# Cityscape and Landscape Lenses



## fsquare (Jan 7, 2011)

After two years of working with kit lenses and finally finding what really gets me going i've decided to invest in a lens for taking cityscapes and landscapes. After doing research on the forum I see many people using wide angle lenses for both. What do you guys use or suggest I look into? Budget would be around $600.

Second question is investing in a flash. If most of my stuff is done outdoors with some portrait snapshots indoors would you guys recommend investing in a flash or a prime lens? Say a 35mm 1.8?  I'm using a Nikon D90 and the only two lenses i've used over 2 years is a 18-55mm VR and 50mm 1.8 which i sold.

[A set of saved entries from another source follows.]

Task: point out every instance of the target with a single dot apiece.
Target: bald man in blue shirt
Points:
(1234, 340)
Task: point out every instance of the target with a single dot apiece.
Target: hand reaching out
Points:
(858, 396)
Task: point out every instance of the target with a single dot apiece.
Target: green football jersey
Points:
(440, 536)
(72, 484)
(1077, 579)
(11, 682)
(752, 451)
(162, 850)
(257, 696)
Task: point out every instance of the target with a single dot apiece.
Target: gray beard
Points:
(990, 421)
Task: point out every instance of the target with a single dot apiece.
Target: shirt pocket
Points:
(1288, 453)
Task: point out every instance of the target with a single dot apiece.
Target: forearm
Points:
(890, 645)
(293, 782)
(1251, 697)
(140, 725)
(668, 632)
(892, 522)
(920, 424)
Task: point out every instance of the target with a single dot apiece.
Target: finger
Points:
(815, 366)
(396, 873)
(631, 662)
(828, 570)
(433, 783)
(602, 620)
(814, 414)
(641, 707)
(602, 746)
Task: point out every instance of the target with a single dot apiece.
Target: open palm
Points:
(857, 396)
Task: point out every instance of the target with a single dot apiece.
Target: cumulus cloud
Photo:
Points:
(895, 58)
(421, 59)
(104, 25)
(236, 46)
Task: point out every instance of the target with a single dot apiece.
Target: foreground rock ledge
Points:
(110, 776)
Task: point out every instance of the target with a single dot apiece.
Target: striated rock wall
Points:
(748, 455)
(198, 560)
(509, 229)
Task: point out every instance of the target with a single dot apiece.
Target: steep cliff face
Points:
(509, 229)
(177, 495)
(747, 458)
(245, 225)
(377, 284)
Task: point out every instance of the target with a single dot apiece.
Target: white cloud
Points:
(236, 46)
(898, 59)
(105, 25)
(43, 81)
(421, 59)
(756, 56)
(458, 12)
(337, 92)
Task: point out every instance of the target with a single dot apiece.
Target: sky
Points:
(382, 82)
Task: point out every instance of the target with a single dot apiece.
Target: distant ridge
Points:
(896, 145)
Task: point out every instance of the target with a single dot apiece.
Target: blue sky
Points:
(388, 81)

Thanks


----------



## tirediron (Jan 7, 2011)

Perhaps a used Nikkor 10-24?

Get the flash; you can always use more controllable light!


----------



## sobolik (Jan 7, 2011)

Tokina 12-24  I LOVE mine About $400 used. I've seen one local on Craigslist for $325

Digital Wide Zooms

I too have the D90 and the 12-24 REQUIRES a separate flash to eliminate lens shadow so yes you need to buy a flash. I use the SB400  My 18-200 has lens shadow as well at 18mm


----------